Un’argomentazione ipotetica non può essere confutata da un’ipotesi di segno opposto. Che la salvezza del Sudtirolo consista nella sua completa emancipazione dallo Stato italiano è perlomeno plausibile quanto il suo contrario, ossia che un processo del genere finisca per liberare le tensioni a lungo compresse dal regime autonomistico e delle quali tutti vorremmo certamente fare a meno. In ogni caso deve essere chiaro che soltanto praticando la via della cooperazione tra soggetti diversi – in primo luogo tra Stato e Provincia, ma anche, in chiave locale, tra i diversi gruppi linguistici – è possibile trovare una soluzione ai nostri presenti e futuri problemi. Rimane allora da chiedere quanto sia attualmente sviluppata una simile cooperazione e, soprattutto, impegnarsi a cercare il modo di incrementarla.

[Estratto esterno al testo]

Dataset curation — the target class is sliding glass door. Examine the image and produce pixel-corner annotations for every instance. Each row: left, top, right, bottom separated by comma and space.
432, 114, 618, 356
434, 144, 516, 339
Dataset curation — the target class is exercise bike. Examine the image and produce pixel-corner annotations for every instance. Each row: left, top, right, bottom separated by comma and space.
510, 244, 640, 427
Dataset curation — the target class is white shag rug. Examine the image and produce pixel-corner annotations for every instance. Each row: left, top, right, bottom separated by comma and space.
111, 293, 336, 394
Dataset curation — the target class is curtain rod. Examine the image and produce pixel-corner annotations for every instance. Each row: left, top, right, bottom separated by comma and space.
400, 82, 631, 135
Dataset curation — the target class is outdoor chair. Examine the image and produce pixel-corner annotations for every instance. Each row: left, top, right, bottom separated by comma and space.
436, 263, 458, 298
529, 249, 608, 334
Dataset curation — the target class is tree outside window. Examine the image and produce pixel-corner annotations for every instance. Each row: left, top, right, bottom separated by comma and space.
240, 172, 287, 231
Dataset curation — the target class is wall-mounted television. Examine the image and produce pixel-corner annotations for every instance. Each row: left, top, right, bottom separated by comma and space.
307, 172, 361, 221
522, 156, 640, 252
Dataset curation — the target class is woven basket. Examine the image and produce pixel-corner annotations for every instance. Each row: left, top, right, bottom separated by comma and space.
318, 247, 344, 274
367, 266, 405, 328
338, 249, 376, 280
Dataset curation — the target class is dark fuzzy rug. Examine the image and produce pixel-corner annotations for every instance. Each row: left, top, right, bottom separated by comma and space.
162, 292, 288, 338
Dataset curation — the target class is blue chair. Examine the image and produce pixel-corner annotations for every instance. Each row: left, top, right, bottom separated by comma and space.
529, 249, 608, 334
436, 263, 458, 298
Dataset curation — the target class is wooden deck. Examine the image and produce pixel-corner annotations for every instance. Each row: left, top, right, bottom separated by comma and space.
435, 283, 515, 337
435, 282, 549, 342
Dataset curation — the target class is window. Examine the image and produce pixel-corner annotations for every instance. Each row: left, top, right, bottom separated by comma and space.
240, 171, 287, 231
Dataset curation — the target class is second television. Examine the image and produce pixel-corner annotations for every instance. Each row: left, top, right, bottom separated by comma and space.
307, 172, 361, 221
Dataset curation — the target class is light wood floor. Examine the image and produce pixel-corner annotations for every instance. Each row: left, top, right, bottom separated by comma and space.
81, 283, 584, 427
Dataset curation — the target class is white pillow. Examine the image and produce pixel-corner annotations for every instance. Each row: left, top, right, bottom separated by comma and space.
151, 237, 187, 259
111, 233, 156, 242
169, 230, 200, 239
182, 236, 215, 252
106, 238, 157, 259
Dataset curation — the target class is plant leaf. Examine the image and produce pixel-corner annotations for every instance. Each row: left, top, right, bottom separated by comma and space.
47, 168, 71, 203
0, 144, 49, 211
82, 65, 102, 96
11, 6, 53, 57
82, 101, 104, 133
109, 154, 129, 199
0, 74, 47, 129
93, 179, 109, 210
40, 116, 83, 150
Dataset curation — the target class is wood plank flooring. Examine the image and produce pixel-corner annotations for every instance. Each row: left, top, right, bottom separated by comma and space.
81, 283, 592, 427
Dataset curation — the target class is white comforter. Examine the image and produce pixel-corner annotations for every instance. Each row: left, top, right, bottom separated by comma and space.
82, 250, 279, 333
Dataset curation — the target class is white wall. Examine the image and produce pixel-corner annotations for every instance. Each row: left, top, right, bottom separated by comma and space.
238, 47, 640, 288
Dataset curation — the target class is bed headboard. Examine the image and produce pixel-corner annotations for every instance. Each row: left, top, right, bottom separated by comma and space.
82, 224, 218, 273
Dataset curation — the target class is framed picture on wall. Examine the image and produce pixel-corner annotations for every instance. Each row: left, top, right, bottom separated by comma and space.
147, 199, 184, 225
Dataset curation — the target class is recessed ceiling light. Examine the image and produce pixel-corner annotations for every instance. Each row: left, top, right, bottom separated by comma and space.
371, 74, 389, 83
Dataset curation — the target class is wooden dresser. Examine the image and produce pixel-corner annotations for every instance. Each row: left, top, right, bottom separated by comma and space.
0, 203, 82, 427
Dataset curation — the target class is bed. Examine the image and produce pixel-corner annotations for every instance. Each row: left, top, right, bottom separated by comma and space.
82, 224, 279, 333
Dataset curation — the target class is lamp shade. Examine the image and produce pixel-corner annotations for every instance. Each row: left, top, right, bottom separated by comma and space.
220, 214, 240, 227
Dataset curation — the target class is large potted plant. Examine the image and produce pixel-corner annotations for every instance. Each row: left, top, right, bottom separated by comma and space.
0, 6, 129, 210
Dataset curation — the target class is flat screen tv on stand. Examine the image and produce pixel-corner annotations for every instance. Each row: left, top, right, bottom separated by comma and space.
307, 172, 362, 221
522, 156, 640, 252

Il governo di Arno Kompatscher era proprio nato sotto un auspicio sulla carta molto attraente: consolidare e ampliare l’edificio dell’Autonomia mediante l’allestimento di un cantiere non più diretto dal solo partito “etnico” in un quadro di trattative esclusive con Roma. L’idea di un “Konvent zum Ausbau der Autonomie” – poi ribattezzato “Südtirol-Konvent” e in italiano tradotto con il termine di non immediata comprensione “Convenzione” (ma non era meglio chiamarla semplicemente “Commissione”?) – sembrava la via maestra da seguire. Si tratta però di un’idea che sta impallidendo a fronte di priorità, inerenti le questioni finanziarie e di adattamento alla riforma costituzionale promossa da Renzi. Il che riporta in auge il vecchio schema, quello per l’appunto messo a fuoco (è il caso di dirlo) dal titolo e dalla copertina del settimanale “ff”. Il rischio di veder presto bruciare le aspettative attribuite alla “Convenzione”, o “Commissione”, è stato smentito a più riprese dallo stesso Kompatscher. Purtroppo però anche le smentite fanno presto a finire in cenere. Facciamo in modo che ciò non accada.